6 şubat depreminde, felaketin boyutlarının artmasında suç ortaklığı olan makro ve mikro iktidarların deşifre edilmesi de amaçlarımız arasındadır."
YEŞİL: KÖKLÜ DEPREM HAFIZALARINA İHTİYAÇ VAR
Antakya Sanat Derneği Başkanı ve Antakya Sanat Kolektifi adına konuşan Edip Yeşil, 17 Ağustos, 99 Gölcük depreminin üzerinden 24 yıl geçmesine krağmen o günden bugüne hiçbir şeyin değişmediğini belirterek, "Payımıza düşen acı ve ölüm miktarı daha çok arttı sadece" dedi.

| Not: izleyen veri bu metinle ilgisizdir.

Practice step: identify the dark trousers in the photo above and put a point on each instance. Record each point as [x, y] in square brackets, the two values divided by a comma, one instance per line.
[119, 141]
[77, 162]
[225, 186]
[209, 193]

"Orada kimse var mı, çığlıkları hâlâ karabasanlarımızda yankılanıyor" diyen Edip Yeşil, "Yaralarımız henüz kabuk bağlamadı. Biz de ‘sanat sağaltır’ diyerek deprem temalı, Cemal Süreya'dan ödünç aldığımız iki dizeyi de başlık yaparak bir sergi hazırlamaya giriştik. Ama özellikle belirtmeliyiz ki Antakya Sanat Kolektifi olarak bu çalışmada ereğimiz sadece bireysel sağalma/rehabilitasyon değildir. Tek tek bölük pörçük kayıtların yani kişisel hafızanın, kolektif hafızaya dönüşmesine katkı sunmak amaçlarımız arasındadır. Zira biliyoruz ki ‘Türkiye’nin güçlü, köklü deprem hafıza mekânlarına ihtiyacı var. Yalova’da inşa edilen Deprem Anıtı ve Adapazarı Deprem Müzesi dışında ciddi hafıza mekânları yok.’ İşte bu çalışmalar da gerçek tarih yazılımına ve hafıza mekânlarının oluşumuna katkı sunacaktır. Sanat – edebiyat yine toplumsal alt üst oluş dönemlerinde ‘kamunun vicdanı’ olacaktır."
RESMİ KURUMLAR ENKAZ ALTINDA KALDI
Edip Yeşil, "Deprem doğal afet felakettir, yıkar, öldürür, hangi iktidar olursa olsun", denilebileceğine dikkat çekerek, "Oysa depremin felakete dönüşmesini sağlayan faktörleri, sistemlerin politika ve uygulamalarında aramak gerekir. Şehirleşme ve inşaat süreci deprem olgusu dikkate alınarak yapıldığında deprem, pekâlâ bir felakete yol açmadan, bir doğa olayı olarak kalır. Depremin ilk gününden beri binlerce aile enkazların başında çaresizce bir kurtarıcı ekip bekledi. Binlerce insan yıkıntılara zamanında müdahale edilemediği için öldü. On binlerce insan özellikle 3-4 gün sıcak çorba bulamadı, tuvalet bulamadı, su, ekmek bulamadı. AFAD başta olmak üzere ilgili resmi tüm kurumlar ya işlevsiz ya da çok geç kaldılar. Değim uygunsa resmi kurumların büyük bir bölümü de âdeta enkaz altında kaldılar.